Monday, Aug 5 - 03:48 PM
I wish I could learn as much about life from not making mistakes as I do in making them. I finally came to the conclusion that making mistakes is okay, because learning is what I came to this planet earth of ours to do, and if making mistakes helps me learn, that's going to have to be okay.
I know for sure that my resistance to accepting the things that I didn't get quite right doesn't help, so I am giving up any resistance that might run interference in my happy life.I realize that is an important step in living "happy".
Tuesday, Aug 6 - 01:56 PM
It seems like I am having more discoveries every day on an
on-going basis, more consistently than I ever have before that
I can remember. Tuning into my treasures of my mind is a fun
thing, and I am taking advantage of it while it just keeps
happening. Good for me! :)
Wednesday, Aug 7 - 09:17 PM
I feel like I have finished one journey of helping a lot of people, and now, I have the privilege of taking more time in my life to help me. It's a good feeling, because I know I'm worth it.
Thursday, Aug 8 - 08:36 PM
I'm clearing out old stored boxes from yesteryears, and finding all kinds of treasures. Some of my treasures are physical, like my parent's high school graduation rings that just happen to match mine. I can wear all three at the same time for a good dress style.

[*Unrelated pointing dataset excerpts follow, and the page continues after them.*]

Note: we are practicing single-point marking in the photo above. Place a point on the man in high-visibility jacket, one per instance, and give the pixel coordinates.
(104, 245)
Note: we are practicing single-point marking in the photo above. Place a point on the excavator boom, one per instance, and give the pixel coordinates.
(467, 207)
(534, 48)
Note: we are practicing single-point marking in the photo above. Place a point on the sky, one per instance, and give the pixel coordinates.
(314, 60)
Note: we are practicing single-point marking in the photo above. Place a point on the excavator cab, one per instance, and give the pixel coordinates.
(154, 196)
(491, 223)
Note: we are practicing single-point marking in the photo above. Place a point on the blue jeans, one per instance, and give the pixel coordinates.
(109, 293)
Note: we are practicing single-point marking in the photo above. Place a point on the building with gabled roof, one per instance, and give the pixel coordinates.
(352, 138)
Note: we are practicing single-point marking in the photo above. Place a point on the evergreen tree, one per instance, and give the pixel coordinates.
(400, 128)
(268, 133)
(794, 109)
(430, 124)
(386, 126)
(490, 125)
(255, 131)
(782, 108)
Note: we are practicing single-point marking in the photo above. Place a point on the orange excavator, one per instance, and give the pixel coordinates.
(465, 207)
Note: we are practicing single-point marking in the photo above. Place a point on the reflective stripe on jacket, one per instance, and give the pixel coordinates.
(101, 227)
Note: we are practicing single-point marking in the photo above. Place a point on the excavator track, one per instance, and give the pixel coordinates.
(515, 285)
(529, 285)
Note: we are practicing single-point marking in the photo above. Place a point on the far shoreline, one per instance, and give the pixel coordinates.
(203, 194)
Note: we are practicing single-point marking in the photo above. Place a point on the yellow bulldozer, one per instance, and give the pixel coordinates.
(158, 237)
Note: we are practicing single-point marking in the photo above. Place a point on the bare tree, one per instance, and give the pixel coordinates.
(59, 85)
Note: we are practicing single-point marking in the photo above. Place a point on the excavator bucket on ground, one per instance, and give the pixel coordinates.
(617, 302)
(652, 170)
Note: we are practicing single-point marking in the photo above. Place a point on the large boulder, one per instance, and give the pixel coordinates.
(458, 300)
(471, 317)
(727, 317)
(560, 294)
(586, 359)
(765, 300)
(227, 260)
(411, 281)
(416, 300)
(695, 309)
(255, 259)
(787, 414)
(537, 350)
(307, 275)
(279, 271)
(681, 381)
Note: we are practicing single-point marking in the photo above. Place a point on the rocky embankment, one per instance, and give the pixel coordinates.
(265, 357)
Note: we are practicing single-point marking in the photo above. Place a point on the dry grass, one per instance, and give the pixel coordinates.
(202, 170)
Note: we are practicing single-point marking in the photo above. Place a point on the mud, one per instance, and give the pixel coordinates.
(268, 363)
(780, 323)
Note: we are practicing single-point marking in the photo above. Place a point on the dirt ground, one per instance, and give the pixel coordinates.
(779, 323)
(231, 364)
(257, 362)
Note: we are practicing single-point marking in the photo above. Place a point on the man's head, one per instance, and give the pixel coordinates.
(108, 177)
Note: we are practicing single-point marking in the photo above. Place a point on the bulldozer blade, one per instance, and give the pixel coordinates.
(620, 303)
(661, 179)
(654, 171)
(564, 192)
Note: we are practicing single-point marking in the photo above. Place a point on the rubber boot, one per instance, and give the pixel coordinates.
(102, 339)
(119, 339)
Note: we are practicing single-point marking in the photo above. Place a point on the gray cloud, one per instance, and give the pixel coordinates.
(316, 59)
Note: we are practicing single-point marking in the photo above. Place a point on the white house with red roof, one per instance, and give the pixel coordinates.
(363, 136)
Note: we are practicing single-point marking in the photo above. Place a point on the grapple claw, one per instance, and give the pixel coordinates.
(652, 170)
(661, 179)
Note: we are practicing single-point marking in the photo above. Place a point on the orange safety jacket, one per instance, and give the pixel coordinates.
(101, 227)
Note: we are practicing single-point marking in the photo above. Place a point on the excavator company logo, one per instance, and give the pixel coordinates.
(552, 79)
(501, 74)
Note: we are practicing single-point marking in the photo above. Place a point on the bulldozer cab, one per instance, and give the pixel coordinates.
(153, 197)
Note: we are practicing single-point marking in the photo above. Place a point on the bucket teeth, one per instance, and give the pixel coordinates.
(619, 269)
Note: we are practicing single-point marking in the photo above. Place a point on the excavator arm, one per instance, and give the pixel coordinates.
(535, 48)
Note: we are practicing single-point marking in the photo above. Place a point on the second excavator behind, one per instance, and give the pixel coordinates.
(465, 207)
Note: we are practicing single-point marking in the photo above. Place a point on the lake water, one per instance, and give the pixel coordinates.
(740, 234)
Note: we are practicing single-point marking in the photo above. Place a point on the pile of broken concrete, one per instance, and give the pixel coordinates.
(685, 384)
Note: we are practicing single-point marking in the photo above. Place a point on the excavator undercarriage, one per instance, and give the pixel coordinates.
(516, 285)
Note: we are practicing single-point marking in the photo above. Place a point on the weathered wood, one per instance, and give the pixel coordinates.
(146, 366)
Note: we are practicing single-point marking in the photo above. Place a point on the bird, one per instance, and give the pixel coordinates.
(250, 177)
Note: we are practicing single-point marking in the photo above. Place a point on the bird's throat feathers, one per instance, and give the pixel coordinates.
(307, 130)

Then there are other emotional treasures I am finding, like reminders of things I didn't do that I could've or realizing mistakes that I made that would've been nice if I hadn't. These emotional treasures are most interesting, because I am uncovering my core issues that caused them in the first place like "fear of loss" and "lack of self-worth". What a find! Having found them in my awareness, now I really get to do something about them which comes in the form of improvements in my life. What a treasure this is!!!